There’s been a raft of commentary on how academics write things and academic publishers reap unusually robust financial benefits (see excellent summaries here and here); but right now I’m thinking about the way books are actually priced.
You see, I confess to being upset when I have to buy an academic book that feels like a mortgage, and I feel even worse when my own books get priced that way. Interestingly, I now see a new phenomenon: significant price increases on old books! Take, for example, my book Apocalyptic AI: Visions of Heaven in Robotics, Artificial Intelligence, and Virtual Reality. I’m happy that the book did pretty well on the market. I got an advance, which was long ago completely covered by the royalties and I still get a bottle or two worth of decent whiskey from the twice-annual royalties. I’m happy for that! But just recently I noticed that Amazon was listing a higher retail price for the book. I wondered if Amazon was doing one of those slippery things where they pretend to give you a better deal by alleging the MSRP to be higher than it really is. Well, I went and looked. As you can see from my photograph of a first-printing of Apocalyptic AI, the list price for the hardcover was $27.95. Well, I went to the OUP webpage where I found that it now lists the book at $38.95.
Things cost more now, you might say! Sure, I get it. Inflation, shipping delays, and all such. My pop is an economist, so I’ve got some familiarity with how these things work. That said, the initial costs of the book’s manufacturing are all long in the past. Most of those costs were my low paid labor, but some were layout and design and editing and such. That stuff has been spent and has been long since recouped: the book is in 1000+ libraries worldwide. The selling price now brings pure profit beyond manufacturing and distribution. At this point, I’m guessing (just guessing, mind you) that if you buy a $38.95 copy of it you get a print on demand version on ordinary paper and a hardcover with the image printed on it, not the lovely cotton paper version with a dust jacket you could formerly buy for $27.95.
I’ll honestly say I’m grateful to OUP for their work in helping me bring three books to the market (well, the third is sort of quasi-on the market…but soon, I think for real).
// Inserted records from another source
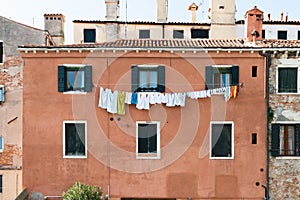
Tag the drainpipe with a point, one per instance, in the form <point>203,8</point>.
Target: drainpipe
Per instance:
<point>268,64</point>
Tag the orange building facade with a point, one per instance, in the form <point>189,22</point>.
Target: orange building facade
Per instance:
<point>208,145</point>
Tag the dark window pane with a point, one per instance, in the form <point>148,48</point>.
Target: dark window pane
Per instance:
<point>178,34</point>
<point>287,80</point>
<point>221,140</point>
<point>75,139</point>
<point>89,35</point>
<point>147,138</point>
<point>144,33</point>
<point>282,35</point>
<point>199,33</point>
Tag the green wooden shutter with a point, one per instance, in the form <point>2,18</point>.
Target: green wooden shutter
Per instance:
<point>88,82</point>
<point>275,140</point>
<point>298,139</point>
<point>134,78</point>
<point>161,79</point>
<point>235,75</point>
<point>208,77</point>
<point>61,78</point>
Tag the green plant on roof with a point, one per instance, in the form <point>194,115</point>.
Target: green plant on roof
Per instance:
<point>81,191</point>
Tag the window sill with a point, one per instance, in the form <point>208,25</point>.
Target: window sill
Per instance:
<point>148,156</point>
<point>288,158</point>
<point>74,92</point>
<point>76,157</point>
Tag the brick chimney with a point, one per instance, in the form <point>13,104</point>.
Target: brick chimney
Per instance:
<point>162,11</point>
<point>54,24</point>
<point>193,8</point>
<point>253,24</point>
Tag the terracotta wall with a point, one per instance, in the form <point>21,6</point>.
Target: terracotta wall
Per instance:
<point>184,169</point>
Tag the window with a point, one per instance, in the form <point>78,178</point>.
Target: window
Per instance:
<point>148,78</point>
<point>287,80</point>
<point>89,35</point>
<point>1,51</point>
<point>1,184</point>
<point>254,71</point>
<point>143,34</point>
<point>178,34</point>
<point>74,78</point>
<point>1,144</point>
<point>218,76</point>
<point>74,136</point>
<point>221,140</point>
<point>148,139</point>
<point>199,33</point>
<point>282,35</point>
<point>285,140</point>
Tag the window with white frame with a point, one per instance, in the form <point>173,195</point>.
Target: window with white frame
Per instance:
<point>74,139</point>
<point>73,77</point>
<point>147,139</point>
<point>287,79</point>
<point>285,139</point>
<point>221,140</point>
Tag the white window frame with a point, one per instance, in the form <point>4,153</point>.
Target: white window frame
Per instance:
<point>277,79</point>
<point>1,41</point>
<point>71,66</point>
<point>64,133</point>
<point>1,150</point>
<point>148,155</point>
<point>232,140</point>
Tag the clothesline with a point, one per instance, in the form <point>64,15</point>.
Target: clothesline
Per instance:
<point>114,101</point>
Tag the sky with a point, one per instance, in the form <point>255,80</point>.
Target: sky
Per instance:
<point>31,12</point>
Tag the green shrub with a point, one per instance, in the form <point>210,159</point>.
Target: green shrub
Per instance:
<point>83,192</point>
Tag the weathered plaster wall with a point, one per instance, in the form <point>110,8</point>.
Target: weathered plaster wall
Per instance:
<point>284,172</point>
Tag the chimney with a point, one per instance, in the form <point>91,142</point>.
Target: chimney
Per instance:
<point>253,24</point>
<point>162,11</point>
<point>55,25</point>
<point>112,10</point>
<point>193,8</point>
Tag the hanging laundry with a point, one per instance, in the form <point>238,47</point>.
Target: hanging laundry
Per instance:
<point>227,94</point>
<point>134,98</point>
<point>112,103</point>
<point>103,98</point>
<point>171,100</point>
<point>128,97</point>
<point>143,101</point>
<point>121,103</point>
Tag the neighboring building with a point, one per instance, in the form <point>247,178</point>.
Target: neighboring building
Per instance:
<point>13,34</point>
<point>284,121</point>
<point>207,149</point>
I’m grateful for the labor that folks put in to help those books be better than they would have been without it. I’m grateful for the beautiful cotton paper publications of my first two books (Virtually Sacred: Myth and Meaning in World of Warcraft and Second Life was also gorgeously done…and I think is seeing the same pricing issues but I have only one copy and it’s at home where I cannot check to see the price printed on it).
But I’m disappointed that my scholarly work is getting more expensive. It’s already the case that so many academic productions are priced beyond the reach of ordinary consumers; to see books shifting into that domain is a sorry state of affairs.